Ironically, when Lee became a graduate student at Steward four years ago, she and her advisor during a brainstorming session briefly considered the origin of gamma-ray bursts as a possible dissertation topic.
"I felt it was an intractable question for one graduate student to tackle, since the project would require the cooperation of more than a dozen astronomers all over the country. So in the end, I took on a different thesis project."
"The really important thing is that the MMT got this campaign together. A whole group of people dropped what they were doing to monitor this event in the hopes that it would shed light on the gamma-ray burst supernova link," Olszewski said. "It really has for this one. It is almost certain that whatever caused the gamma rayburst also led to the supernova."
Until 1997, most of what astronomers knew about gamma-ray bursts was to expect one such event per day from a random location in the sky, Eisenstein noted.

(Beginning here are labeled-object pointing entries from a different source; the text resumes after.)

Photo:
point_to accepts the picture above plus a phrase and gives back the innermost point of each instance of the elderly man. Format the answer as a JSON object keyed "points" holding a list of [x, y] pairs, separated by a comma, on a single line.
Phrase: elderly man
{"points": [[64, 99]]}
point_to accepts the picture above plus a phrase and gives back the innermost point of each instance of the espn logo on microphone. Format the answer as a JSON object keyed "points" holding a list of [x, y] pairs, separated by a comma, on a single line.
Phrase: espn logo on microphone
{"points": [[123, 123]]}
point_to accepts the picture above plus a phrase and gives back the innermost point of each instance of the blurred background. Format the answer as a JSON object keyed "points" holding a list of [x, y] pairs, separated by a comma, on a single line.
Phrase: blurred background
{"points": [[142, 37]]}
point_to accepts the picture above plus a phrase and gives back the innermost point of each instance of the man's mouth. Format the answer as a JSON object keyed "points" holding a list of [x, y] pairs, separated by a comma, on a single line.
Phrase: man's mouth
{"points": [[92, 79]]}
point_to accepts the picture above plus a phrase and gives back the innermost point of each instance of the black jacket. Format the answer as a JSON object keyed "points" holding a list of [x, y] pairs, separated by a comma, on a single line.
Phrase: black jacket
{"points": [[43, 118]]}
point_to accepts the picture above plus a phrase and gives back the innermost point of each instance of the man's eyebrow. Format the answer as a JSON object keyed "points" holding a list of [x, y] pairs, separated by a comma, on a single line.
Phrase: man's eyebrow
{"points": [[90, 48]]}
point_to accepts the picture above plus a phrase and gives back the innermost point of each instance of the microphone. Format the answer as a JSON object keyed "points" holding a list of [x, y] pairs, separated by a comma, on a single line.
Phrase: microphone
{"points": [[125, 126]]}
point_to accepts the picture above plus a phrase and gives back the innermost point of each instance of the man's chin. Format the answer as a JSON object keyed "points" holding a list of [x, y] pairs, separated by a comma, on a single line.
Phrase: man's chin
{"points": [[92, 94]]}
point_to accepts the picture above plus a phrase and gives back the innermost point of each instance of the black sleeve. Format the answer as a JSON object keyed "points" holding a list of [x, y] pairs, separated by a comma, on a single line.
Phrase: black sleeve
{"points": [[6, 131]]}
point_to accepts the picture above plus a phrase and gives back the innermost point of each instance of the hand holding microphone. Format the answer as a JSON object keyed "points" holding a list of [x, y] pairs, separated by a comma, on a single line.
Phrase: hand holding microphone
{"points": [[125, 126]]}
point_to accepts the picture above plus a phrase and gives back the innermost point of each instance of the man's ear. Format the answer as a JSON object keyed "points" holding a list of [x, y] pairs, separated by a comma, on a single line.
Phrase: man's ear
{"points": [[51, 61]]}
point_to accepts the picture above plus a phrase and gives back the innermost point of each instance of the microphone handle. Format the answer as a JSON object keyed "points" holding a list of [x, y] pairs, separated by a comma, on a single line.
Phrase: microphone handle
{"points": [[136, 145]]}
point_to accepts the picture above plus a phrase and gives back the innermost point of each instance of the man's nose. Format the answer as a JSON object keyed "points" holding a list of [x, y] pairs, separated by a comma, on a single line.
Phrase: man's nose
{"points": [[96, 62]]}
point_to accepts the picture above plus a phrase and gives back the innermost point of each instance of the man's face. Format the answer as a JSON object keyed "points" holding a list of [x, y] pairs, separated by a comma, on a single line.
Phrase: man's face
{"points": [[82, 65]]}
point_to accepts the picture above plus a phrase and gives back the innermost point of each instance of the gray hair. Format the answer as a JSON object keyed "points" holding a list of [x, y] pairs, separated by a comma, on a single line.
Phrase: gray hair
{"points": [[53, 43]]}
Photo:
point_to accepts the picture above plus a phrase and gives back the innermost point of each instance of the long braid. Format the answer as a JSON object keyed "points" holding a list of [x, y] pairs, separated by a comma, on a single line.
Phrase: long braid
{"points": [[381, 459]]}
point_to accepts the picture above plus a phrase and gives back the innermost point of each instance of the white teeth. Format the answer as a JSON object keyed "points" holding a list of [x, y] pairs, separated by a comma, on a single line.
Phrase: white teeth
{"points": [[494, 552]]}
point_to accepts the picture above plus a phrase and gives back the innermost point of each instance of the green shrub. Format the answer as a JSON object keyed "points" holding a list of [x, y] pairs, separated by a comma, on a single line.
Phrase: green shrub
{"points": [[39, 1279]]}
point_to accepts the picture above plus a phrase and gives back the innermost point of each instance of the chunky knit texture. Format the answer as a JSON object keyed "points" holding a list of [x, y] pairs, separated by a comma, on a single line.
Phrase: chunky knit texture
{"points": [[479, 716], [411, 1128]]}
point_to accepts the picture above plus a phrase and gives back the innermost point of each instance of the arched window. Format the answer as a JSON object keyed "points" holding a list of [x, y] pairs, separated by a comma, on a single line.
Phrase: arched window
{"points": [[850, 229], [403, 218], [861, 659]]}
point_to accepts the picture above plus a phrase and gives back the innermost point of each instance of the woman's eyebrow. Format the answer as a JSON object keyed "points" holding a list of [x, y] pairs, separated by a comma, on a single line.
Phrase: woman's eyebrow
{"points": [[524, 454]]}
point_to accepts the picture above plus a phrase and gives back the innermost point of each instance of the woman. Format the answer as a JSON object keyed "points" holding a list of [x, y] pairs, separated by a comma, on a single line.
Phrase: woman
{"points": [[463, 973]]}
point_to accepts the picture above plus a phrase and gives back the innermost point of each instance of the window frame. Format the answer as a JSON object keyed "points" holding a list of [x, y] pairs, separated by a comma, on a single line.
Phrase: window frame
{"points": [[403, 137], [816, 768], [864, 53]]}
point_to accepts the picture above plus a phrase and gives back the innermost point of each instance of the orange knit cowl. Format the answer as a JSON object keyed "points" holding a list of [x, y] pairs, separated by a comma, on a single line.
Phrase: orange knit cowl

The BeppoSAX satellite launched in 1997 located gamma-ray bursts precisely enough for astronomers to point ground-based optical telescopes at these bursts and study the faint optical afterglows, he added. That's how astronomers learned they were seeing enormously powerful gamma-ray bursts coming from the far distant universe, not relatively less energetic bursts close by, he said.
Stanek and collaborators reported the new results last week onthe Astrophysics preprint server and submitted a paper toAstrophysical Journal Letters.
Arizona State University astronomer Rogier Windhorst, and Nimish Hathi, Rolf Jansen and Luis Echevarria of ASU also used the MMT in this campaign.